Io suppongo che l’uomo abbia, universalmente, bisogno di partecipare a riti sociali (formali o informali, espliciti o impliciti). A tale bisogno ho dato il nome di «bisogno rituale».
Un rito sociale è qualsiasi attività a cui partecipano almeno due persone, in modo preferibilmente sincronizzato, in forme tradizionali o convenzionali.
In altre parole, un rito sociale consiste nel fare le stesse cose e nello stesso modo, e possibilmente allo stesso tempo, con altre persone. Infatti non importa tanto ciò che si fa, quanto il fatto di farlo insieme e in una certa forma, ovvero la comune riconoscibilità e la condivisione di ciò che si fa.
Insomma, ciò che conta è la partecipazione ad un’attività comune.

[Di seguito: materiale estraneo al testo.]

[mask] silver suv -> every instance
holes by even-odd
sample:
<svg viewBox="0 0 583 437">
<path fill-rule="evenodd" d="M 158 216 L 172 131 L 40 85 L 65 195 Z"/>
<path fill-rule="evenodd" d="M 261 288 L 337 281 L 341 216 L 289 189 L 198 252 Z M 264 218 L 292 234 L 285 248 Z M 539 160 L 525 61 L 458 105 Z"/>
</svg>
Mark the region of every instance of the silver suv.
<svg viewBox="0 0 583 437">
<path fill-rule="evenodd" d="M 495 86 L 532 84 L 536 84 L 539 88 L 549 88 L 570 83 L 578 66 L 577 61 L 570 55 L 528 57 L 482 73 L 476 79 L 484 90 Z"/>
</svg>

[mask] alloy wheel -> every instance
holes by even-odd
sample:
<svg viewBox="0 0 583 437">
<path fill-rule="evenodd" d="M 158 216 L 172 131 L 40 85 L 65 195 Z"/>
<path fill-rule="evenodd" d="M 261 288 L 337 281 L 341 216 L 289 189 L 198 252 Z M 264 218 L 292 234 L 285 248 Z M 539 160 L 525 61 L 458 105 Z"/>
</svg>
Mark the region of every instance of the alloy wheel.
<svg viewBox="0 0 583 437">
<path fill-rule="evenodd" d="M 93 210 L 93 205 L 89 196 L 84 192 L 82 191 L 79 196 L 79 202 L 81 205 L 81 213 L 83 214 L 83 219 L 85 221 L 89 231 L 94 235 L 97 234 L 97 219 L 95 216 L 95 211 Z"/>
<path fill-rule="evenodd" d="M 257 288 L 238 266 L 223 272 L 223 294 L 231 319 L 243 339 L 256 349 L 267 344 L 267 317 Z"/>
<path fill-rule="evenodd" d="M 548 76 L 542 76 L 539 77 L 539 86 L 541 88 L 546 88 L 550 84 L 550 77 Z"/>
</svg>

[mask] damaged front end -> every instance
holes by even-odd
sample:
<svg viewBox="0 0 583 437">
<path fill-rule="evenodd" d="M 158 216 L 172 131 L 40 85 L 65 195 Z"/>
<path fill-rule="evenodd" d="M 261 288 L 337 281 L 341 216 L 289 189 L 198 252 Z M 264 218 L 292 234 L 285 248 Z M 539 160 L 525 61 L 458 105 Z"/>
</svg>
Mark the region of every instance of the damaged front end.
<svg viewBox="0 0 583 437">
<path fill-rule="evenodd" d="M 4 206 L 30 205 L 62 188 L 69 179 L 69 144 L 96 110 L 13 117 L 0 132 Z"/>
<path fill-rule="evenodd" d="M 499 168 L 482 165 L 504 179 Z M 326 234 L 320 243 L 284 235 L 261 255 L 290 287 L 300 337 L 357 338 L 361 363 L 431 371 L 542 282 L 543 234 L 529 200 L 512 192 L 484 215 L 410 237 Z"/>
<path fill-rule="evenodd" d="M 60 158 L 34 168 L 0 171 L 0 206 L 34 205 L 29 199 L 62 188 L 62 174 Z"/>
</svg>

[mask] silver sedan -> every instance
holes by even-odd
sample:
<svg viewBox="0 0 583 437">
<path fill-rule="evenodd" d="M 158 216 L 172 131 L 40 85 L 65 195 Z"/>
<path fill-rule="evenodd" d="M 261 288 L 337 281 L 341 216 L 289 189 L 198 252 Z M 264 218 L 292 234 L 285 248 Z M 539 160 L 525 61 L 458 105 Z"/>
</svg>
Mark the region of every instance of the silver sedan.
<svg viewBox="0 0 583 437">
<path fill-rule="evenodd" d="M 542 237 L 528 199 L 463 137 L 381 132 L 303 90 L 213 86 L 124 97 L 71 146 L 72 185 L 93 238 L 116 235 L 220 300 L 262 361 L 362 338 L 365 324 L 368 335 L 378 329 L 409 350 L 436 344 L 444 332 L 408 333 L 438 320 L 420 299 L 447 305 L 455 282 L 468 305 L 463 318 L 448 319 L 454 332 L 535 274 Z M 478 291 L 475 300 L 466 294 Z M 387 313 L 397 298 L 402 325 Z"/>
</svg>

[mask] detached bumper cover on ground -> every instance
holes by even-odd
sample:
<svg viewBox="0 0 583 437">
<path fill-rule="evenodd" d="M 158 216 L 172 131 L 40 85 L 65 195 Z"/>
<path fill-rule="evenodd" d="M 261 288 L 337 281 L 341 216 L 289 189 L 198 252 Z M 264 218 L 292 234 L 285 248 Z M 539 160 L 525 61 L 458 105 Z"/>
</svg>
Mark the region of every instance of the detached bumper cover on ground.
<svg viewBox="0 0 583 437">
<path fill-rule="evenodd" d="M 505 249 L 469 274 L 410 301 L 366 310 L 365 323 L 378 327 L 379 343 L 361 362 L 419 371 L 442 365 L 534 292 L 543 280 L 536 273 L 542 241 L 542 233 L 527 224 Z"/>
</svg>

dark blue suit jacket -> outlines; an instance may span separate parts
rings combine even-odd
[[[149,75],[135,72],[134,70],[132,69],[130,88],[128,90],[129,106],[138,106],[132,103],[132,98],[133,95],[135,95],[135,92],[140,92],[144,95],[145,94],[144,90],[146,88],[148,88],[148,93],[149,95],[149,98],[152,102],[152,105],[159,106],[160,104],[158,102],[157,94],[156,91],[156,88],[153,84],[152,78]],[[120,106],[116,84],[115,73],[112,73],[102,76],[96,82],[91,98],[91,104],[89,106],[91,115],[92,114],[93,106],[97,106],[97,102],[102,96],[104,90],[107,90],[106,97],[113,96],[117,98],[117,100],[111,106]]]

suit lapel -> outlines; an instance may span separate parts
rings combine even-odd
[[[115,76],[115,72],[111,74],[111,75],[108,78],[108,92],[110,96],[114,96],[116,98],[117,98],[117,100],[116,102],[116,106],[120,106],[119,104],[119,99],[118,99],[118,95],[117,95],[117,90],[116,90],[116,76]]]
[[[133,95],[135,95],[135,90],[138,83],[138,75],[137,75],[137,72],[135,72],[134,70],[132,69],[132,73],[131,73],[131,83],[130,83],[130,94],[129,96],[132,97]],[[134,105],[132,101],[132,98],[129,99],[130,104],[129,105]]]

Il «bisogno rituale» può essere soddisfatto, per esempio, dal partecipare ad una funzione religiosa, a una partita di calcio (come spettatore o come giocatore), a un party, a un ballo, a una maratona, a un concerto (come ascoltatore o come musicista), a un gioco, a un viaggio organizzato, alla visione di una trasmissione televisiva (meglio se in diretta), a una conversazione, a un convegno, a un seminario, a un corteo, ecc.
La partecipazione ad un rito sociale ci rassicura in quanto ci fa sentire di far parte di una comunità.
Senza tale rassicurazione saremmo angosciati, da cui il bisogno rituale come antidoto della paura dell’isolamento sociale e fonte di piacere.
Piacere che scaturisce dalla soddisfazione del bisogno di appartenenza sociale.